Proposta altera o Estatuto do Desarmamento e é alvo de discussões no Congresso. Senador Marcos do Val diz que vai rever trecho que retira obrigação de rastreamento de munição.

Relator do projeto que altera o Estatuto do Desarmamento e flexibiliza o acesso a armas de fogo por caçadores, colecionadores e atiradores – os chamados CACs –, o senador Marcos do Val (Podemos-ES) avalia fazer algumas concessões ao texto em busca de um acordo no Senado.

Imagem meramente ilustrativa

A proposta foi apresentada pelo presidente Jair Bolsonaro em 2019 e aprovada pela Câmara em novembro daquele ano. Desde então, aguarda a análise dos senadores. O governo incluiu o projeto entre os 45 prioritários para serem aprovados em 2022.

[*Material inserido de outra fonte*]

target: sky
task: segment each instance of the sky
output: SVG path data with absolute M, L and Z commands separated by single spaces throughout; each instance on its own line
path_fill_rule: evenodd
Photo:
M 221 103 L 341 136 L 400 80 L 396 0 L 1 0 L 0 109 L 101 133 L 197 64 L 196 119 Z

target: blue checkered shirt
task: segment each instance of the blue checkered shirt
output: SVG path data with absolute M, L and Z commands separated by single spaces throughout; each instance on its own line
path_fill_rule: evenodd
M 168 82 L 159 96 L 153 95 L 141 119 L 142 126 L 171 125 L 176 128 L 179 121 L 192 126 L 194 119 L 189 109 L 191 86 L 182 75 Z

No fim do ano passado, houve um esforço para que o tema fosse votado a toque de caixa nas últimas sessões do Senado, mantendo na íntegra o texto dos deputados. Em meio a divergências, no entanto, a análise foi adiada na Comissão de Constituição e Justiça (CCJ) para ser retomada neste ano – o que ainda não aconteceu.

Em entrevista ao g1, o senador Marcos do Val disse que vai se reunir, no fim deste mês, com senadores para ouvir os questionamentos, avaliar possíveis mudanças e discutir se o projeto deve ou não avançar.

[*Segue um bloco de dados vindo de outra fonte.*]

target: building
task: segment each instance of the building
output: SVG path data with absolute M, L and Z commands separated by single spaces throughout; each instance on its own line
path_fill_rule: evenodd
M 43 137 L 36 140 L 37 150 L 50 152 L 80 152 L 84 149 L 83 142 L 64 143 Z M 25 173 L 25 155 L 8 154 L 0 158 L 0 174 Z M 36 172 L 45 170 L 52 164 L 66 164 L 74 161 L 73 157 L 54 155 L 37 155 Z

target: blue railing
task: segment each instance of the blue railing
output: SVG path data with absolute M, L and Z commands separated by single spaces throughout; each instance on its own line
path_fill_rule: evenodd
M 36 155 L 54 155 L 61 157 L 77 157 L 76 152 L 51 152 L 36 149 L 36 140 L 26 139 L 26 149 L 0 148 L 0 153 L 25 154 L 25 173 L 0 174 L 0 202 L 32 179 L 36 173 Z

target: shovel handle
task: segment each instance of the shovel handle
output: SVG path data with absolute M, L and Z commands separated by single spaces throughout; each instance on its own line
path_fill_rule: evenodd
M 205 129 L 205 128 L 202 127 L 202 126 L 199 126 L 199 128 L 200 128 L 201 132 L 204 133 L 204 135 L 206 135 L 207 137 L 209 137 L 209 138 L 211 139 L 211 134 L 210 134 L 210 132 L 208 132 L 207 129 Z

“Pretendo estudar se, politicamente, é um ano para se falar disso, já que é um ano eleitoral. A gente precisa debater com questões técnicas, e não ideológicas”, afirmou.

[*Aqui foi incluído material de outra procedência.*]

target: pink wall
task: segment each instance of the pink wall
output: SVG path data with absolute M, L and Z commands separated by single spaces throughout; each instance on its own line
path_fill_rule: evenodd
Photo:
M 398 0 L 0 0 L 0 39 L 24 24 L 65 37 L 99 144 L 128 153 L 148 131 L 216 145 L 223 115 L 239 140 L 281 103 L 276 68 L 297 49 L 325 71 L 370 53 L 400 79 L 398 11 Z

Atualmente, não há regras específicas para colecionadores, caçadores e atiradores no Estatuto do Desarmamento. As normas em vigor foram definidas em decretos editados por Bolsonaro em 2019. Esses textos flexibilizaram a compra e o uso das armas no país.

Os decretos do presidente são questionados no Supremo Tribunal Federal – que já impôs, em decisão liminar, a derrubada de alguns trechos.

Senadores contrários e favoráveis ao projeto de lei afirmam que manter as regras apenas em decretos, sem lei ordinária, gera insegurança jurídica no tema. Ainda não há consenso, no entanto, sobre o teor de uma eventual lei sobre esse assunto.

Rastreamento de munição

Um dos pontos de maior discórdia é o trecho do projeto que elimina a necessidade de marcar a munição e identificar as armas de fogo.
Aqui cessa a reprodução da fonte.